Most of the supposed humor here arises from the white-suited Dave’s inept attempts to conform to earth customs that are utterly foreign to him. It’s a gag that runs dry fast, but both it and his warming relationship with Gina and Josh might have worked better if the whole picture weren’t directed in such a slipshod fashion. The timing is almost always off—a sequence set in Old Navy (one of too many product placements) is excruciatingly slapdash and drawn-out, and isn’t funny to begin with. There’s also a hefty seasoning of the puerile potty humor designed to appeal to kids nowadays, though since a robot’s involved, of course, it’s all purely mechanical.
The earth-based stuff, however, is positively brilliant compared to the awful scenes on the ship, where everybody is stiff and inhibited until the earth’s freewheeling influences kick in.

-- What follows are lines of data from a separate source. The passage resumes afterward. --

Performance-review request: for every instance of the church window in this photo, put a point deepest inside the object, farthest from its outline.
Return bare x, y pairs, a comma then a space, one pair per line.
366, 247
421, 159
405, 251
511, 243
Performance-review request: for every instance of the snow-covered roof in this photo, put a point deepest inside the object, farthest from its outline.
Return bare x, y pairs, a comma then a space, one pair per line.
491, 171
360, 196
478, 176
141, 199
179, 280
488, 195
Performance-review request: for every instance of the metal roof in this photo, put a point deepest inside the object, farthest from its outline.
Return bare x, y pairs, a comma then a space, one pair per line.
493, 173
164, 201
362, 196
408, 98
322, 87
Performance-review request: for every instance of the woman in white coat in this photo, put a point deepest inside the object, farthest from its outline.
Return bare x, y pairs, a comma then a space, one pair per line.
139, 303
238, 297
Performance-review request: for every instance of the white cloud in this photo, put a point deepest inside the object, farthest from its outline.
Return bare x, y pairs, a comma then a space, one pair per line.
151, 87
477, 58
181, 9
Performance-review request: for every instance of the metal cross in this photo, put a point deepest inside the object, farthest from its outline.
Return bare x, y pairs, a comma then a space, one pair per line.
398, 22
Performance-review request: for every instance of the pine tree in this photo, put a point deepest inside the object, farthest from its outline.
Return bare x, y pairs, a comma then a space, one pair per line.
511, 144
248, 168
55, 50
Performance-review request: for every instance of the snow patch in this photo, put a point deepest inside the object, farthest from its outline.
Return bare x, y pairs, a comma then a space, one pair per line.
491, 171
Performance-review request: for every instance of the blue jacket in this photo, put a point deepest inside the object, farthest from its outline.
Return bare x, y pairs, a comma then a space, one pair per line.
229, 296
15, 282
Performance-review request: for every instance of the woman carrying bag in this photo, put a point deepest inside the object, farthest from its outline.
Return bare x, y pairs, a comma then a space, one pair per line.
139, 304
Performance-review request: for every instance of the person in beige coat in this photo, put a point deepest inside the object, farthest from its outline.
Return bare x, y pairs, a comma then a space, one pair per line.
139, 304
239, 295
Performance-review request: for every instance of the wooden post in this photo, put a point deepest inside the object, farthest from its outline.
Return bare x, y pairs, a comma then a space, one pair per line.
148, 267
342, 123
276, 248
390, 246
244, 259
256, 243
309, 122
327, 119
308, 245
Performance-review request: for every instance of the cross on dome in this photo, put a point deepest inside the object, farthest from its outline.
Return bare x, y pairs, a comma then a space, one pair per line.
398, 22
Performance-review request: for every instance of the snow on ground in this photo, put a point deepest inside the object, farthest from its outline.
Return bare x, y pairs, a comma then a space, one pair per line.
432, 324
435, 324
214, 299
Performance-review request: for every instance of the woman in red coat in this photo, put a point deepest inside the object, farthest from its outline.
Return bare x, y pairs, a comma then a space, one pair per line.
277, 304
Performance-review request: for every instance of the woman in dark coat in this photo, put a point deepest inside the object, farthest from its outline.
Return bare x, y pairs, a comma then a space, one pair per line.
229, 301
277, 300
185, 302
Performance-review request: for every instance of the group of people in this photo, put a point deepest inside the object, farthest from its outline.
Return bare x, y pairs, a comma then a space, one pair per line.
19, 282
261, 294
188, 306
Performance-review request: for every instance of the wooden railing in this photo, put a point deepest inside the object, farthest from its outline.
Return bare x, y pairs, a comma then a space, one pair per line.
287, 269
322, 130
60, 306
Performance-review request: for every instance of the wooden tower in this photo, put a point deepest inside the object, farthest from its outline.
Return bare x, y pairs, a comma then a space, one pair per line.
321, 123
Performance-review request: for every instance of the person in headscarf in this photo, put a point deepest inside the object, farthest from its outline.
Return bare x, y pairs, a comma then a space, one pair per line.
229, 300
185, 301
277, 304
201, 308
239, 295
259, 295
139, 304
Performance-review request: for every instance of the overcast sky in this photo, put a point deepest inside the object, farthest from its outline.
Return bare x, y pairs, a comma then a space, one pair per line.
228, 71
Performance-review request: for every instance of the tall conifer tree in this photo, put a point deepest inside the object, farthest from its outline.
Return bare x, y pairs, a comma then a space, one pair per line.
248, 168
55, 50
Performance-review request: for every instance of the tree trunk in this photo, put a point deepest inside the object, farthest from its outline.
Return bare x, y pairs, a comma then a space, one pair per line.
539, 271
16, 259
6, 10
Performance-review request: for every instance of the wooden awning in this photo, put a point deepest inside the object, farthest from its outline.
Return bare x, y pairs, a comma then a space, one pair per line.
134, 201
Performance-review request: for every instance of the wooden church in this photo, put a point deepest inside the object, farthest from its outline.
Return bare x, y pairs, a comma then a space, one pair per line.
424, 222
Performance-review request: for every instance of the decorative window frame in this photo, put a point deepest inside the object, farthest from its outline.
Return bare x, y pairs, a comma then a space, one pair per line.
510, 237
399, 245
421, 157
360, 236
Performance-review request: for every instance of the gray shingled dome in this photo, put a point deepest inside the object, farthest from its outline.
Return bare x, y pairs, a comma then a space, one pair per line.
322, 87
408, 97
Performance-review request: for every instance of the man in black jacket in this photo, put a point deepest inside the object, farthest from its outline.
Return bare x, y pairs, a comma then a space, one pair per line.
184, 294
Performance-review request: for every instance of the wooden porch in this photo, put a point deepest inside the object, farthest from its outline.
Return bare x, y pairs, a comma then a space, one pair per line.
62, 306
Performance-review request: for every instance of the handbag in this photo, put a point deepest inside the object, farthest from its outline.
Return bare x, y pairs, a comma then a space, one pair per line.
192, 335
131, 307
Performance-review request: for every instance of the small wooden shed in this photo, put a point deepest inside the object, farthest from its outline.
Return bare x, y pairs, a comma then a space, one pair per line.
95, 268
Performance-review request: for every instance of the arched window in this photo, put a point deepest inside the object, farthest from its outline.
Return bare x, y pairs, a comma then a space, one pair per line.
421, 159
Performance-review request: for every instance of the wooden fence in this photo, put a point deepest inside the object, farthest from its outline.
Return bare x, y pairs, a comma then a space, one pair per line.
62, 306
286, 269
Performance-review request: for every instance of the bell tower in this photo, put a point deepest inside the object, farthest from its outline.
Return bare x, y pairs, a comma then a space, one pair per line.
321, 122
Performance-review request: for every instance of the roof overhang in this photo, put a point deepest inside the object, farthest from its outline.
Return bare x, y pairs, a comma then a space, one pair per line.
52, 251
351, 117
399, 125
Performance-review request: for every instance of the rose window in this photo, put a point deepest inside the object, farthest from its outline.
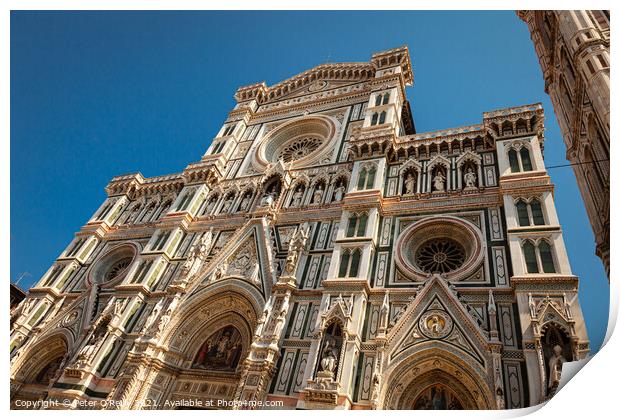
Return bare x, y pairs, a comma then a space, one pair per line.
449, 246
299, 148
117, 268
441, 255
301, 141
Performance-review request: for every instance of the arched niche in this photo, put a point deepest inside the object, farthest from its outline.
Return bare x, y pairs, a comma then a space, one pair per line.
37, 366
410, 379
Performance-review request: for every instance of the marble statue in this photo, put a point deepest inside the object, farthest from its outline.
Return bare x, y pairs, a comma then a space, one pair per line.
470, 179
339, 192
296, 202
409, 184
439, 182
555, 367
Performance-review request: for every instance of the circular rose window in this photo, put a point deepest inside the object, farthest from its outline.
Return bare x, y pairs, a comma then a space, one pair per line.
117, 268
302, 141
446, 245
441, 255
298, 148
113, 265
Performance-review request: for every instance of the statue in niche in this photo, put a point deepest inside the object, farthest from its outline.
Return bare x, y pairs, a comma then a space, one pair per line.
470, 179
219, 272
153, 316
297, 196
318, 194
163, 322
339, 192
245, 203
409, 184
221, 351
329, 357
296, 245
269, 199
227, 204
277, 329
211, 205
555, 367
439, 182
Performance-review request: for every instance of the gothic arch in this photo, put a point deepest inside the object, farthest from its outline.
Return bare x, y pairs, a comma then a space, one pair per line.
409, 376
230, 299
37, 365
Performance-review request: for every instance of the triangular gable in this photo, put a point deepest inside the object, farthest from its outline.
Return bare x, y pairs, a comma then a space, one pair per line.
437, 314
249, 244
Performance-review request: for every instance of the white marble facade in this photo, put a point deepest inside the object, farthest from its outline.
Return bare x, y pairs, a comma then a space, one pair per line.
321, 254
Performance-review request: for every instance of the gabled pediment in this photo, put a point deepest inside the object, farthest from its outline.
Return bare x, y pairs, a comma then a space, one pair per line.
314, 79
434, 315
246, 255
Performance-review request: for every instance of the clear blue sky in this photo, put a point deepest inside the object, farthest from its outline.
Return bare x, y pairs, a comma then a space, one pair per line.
98, 94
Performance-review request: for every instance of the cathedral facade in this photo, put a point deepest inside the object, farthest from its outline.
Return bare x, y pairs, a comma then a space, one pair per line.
321, 254
573, 50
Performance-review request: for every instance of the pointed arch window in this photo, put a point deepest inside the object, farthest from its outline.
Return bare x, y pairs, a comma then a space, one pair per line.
366, 178
530, 214
361, 181
357, 225
537, 214
218, 147
523, 214
546, 257
525, 159
539, 256
529, 252
514, 161
370, 181
349, 263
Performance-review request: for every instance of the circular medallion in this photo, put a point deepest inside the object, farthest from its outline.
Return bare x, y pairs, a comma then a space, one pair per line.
302, 141
318, 85
445, 245
440, 255
435, 324
112, 266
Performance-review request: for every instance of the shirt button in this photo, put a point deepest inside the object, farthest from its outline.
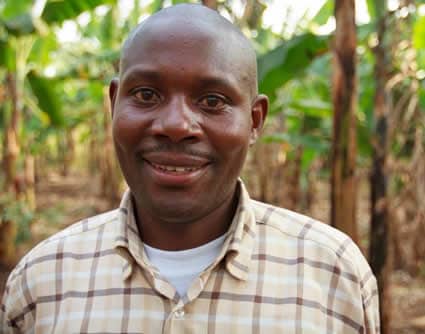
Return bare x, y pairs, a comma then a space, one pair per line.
179, 314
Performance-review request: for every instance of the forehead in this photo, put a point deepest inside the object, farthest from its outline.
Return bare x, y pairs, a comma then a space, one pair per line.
171, 43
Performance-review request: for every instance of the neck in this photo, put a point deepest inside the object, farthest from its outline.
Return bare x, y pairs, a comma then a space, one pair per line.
174, 236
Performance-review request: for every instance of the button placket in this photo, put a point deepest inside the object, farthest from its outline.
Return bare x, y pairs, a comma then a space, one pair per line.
179, 313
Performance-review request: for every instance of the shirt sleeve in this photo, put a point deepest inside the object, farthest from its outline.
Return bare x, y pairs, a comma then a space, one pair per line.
16, 312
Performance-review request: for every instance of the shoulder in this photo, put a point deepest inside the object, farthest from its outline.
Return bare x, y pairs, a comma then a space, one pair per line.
79, 238
319, 242
38, 268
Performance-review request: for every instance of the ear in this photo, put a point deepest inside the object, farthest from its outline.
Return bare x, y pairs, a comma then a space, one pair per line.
259, 110
113, 91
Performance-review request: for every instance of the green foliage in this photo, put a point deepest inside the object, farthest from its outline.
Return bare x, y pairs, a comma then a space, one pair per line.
57, 11
47, 93
296, 140
16, 211
419, 33
7, 55
288, 61
324, 13
20, 25
16, 8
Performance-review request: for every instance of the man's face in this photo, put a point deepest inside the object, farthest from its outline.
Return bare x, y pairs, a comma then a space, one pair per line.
183, 120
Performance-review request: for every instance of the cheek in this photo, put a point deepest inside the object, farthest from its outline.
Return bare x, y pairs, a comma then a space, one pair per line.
127, 128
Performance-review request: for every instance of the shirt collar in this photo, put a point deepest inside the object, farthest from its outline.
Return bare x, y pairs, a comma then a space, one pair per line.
237, 249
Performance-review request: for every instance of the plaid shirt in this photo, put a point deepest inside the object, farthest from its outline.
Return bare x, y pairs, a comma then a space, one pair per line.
278, 272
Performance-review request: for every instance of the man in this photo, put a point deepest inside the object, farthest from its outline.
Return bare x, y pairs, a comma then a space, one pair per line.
188, 251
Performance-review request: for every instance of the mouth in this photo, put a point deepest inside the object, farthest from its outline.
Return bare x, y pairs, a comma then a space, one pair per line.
175, 170
178, 170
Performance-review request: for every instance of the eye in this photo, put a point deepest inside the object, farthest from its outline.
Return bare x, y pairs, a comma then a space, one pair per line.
146, 96
212, 101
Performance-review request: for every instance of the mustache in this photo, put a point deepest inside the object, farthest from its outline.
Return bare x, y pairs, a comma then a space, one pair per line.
174, 148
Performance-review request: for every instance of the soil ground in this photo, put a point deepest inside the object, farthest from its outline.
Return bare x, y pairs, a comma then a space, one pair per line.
66, 200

The material is several leagues beneath sophomoric, filled with the crudest stereotyping and staged in a stilted, overemphatic style that makes the dreary stuff all the more painful.
Brian Robbins’ lackadaisical hand is also to blame for Murphy’s dreadful performance, which is all grins, grimaces and bad slapstick, shot for the most part at too close a range by cinematographer J. Clark Mathis. Union is her usual blandly pretty self, Banks is wasted, Myers isn’t the adorable tyke the producers apparently believe, and Caan comes on too strong. The worst indignity, however, is suffered by Helms, who takes his already-hyper “Office” shtick up several decibels, and Pat Kilbane, as the security officer who goes all swishy.
“Meet Dave” looks chintzy, too, with the inner-ship sets especially bad, as though they’d been purchased from a shuttered modernistic hotel. But it’s all of a piece with what’s played out on them. This is a flat, lame excuse for a family comedy, just one more nail in Murphy’s movie career, and an introduction you should definitely avoid.